Curiosi di scoprire quale percentuale è attesa nella vostra città? Qui trovate un dettaglio sull'eclissi solare in Italia, con l'indicazione degli oscuramente nelle principali località.
Le lacrime di San Lorenzo infiammano il cielo d'agosto
Le piogge di stelle cadenti non sono certo un fenomeno straordinario, e tutti i mesi troviamo qualche sciame meteorico pronto a dare spettacolo nei cieli bui. Nonostante questo però, vi sono sciami che inevitabilmente destano più interesse di altri, e le Perseidi sono sicuramente tra queste.
Da sempre conosciute come le stelle cadenti per eccellenza, raggiungono il picco nei giorni intorno al 12 agosto (e per questo sono state ribattezzate le Lacrime di San Lorenzo). Il loro nome ufficiale "Perseidi" invece, deriva dal radiante, ovvero dal punto in cui sembra che abbiano origine, situato nella costellazione di Perseo.
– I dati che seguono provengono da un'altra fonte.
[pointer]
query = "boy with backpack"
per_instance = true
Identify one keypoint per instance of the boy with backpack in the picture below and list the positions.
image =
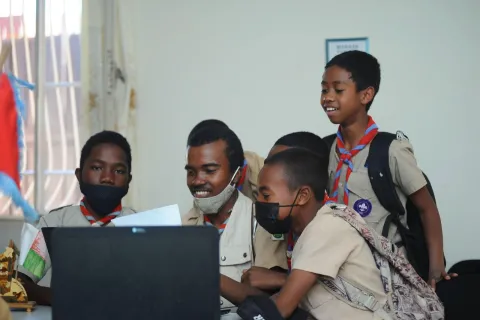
(376, 173)
(341, 268)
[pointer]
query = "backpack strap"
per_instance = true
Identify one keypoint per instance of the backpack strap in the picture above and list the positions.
(382, 246)
(378, 163)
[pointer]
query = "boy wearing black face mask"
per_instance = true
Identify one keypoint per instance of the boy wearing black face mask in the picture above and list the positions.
(291, 192)
(103, 176)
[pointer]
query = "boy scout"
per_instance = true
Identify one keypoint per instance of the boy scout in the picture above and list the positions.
(263, 278)
(103, 176)
(251, 165)
(350, 82)
(214, 160)
(291, 187)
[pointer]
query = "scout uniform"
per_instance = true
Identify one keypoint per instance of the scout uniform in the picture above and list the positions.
(5, 313)
(407, 177)
(239, 246)
(69, 216)
(273, 248)
(330, 247)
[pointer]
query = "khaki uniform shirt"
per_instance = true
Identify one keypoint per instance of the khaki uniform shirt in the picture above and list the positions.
(330, 247)
(238, 242)
(69, 216)
(5, 313)
(270, 251)
(407, 177)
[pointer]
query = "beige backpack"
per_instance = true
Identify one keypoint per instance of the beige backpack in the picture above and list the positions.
(409, 297)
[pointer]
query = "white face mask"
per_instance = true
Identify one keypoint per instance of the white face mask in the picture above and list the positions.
(213, 204)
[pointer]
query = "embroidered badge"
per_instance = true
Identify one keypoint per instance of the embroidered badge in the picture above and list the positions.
(401, 136)
(363, 207)
(278, 237)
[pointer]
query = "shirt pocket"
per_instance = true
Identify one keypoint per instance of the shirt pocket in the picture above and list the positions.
(317, 297)
(362, 198)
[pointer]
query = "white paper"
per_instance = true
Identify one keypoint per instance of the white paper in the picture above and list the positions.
(29, 233)
(165, 216)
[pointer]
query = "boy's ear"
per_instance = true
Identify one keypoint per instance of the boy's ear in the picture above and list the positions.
(367, 95)
(304, 195)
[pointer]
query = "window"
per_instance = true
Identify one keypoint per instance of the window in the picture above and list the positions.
(62, 95)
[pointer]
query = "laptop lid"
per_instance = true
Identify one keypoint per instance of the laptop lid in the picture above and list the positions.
(47, 235)
(135, 273)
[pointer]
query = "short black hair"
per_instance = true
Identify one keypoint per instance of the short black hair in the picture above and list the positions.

Tra le caratteristiche che hanno contribuito a renderle le più popolari c'è sicuramente il loro ZHR: in condizioni favorevoli le Perseidi possono arrivare a regalarci oltre 100 meteore ogni ora. E quest'anno le condizioni ci sono davvero tutte: nella notte tra il 12 e il 13 agosto, complice il novilunio, potremmo contare su cieli particolarmente bui.
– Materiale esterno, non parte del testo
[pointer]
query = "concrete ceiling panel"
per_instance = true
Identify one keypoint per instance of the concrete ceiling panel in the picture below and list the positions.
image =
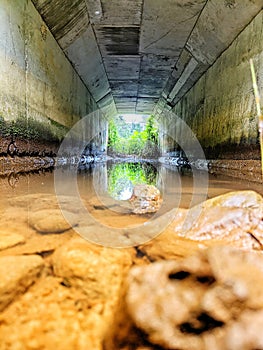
(124, 88)
(153, 74)
(145, 105)
(124, 12)
(165, 20)
(144, 53)
(66, 19)
(85, 56)
(122, 68)
(118, 40)
(107, 106)
(218, 25)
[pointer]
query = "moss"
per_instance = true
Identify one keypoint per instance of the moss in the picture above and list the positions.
(31, 129)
Bacio Luna-Venere visibile a occhio nudo
Il 16 agosto la Luna incontrerà Venere nella costellazione della Vergine. Il nostro satellite naturale, illuminato al 16%, e il Pianeta brillante saranno facilmente individuabili anche a occhio nudo nel cielo serale.
Luna dello Storione protagonista di un'eclissi parziale
Dopo il Sole, anche la Luna sarà protagonista di un'eclissi. Il 28 agosto il nostro satellite raggiungerà la fase di Piena ed entrerà quasi completamente (96%) nell'ombra della Terra, dando vita a quel fenomeno che astronomicamente è noto come eclissi lunare profonda. In queste condizioni non è da escludere che la Luna possa assumere una tonalità arancione scuro.
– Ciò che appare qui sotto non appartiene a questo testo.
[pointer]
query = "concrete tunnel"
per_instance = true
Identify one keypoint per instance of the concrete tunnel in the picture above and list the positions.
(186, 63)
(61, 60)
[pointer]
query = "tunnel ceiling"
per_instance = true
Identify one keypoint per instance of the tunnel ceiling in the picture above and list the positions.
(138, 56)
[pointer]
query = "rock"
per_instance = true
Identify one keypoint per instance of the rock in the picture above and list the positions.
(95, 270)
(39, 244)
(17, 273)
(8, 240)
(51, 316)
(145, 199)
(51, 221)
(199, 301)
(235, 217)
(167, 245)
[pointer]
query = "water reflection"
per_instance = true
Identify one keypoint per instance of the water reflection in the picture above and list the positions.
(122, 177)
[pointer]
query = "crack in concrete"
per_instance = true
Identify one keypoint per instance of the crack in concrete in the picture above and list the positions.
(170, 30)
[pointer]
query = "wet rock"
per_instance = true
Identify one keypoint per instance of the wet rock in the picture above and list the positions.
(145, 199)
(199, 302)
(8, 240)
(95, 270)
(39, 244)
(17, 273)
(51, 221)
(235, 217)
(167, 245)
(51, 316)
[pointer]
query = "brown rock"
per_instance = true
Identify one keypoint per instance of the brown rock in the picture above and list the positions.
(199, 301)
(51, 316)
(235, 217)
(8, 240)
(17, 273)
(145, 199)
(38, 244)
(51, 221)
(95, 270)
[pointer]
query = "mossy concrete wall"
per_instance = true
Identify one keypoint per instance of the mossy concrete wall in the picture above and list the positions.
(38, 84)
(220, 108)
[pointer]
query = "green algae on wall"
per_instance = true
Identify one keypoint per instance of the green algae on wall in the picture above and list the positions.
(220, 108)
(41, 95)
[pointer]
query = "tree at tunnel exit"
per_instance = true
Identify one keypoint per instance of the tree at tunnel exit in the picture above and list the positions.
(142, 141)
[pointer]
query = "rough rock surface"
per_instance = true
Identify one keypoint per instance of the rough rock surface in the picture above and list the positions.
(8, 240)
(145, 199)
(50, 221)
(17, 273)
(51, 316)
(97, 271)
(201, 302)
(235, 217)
L’eclissi sarà completamente osservabile da Nord e Sud America, visibile al sorgere della Luna nel Pacifico centrale e al tramonto della Luna in Africa, Europa e Medio Oriente. Non serviranno strumentazioni particolari, anche se un binocolo potrà migliorare l'osservazione lunare. La Luna dello Storione 2026 si verificherà nella costellazione dello Scorpione.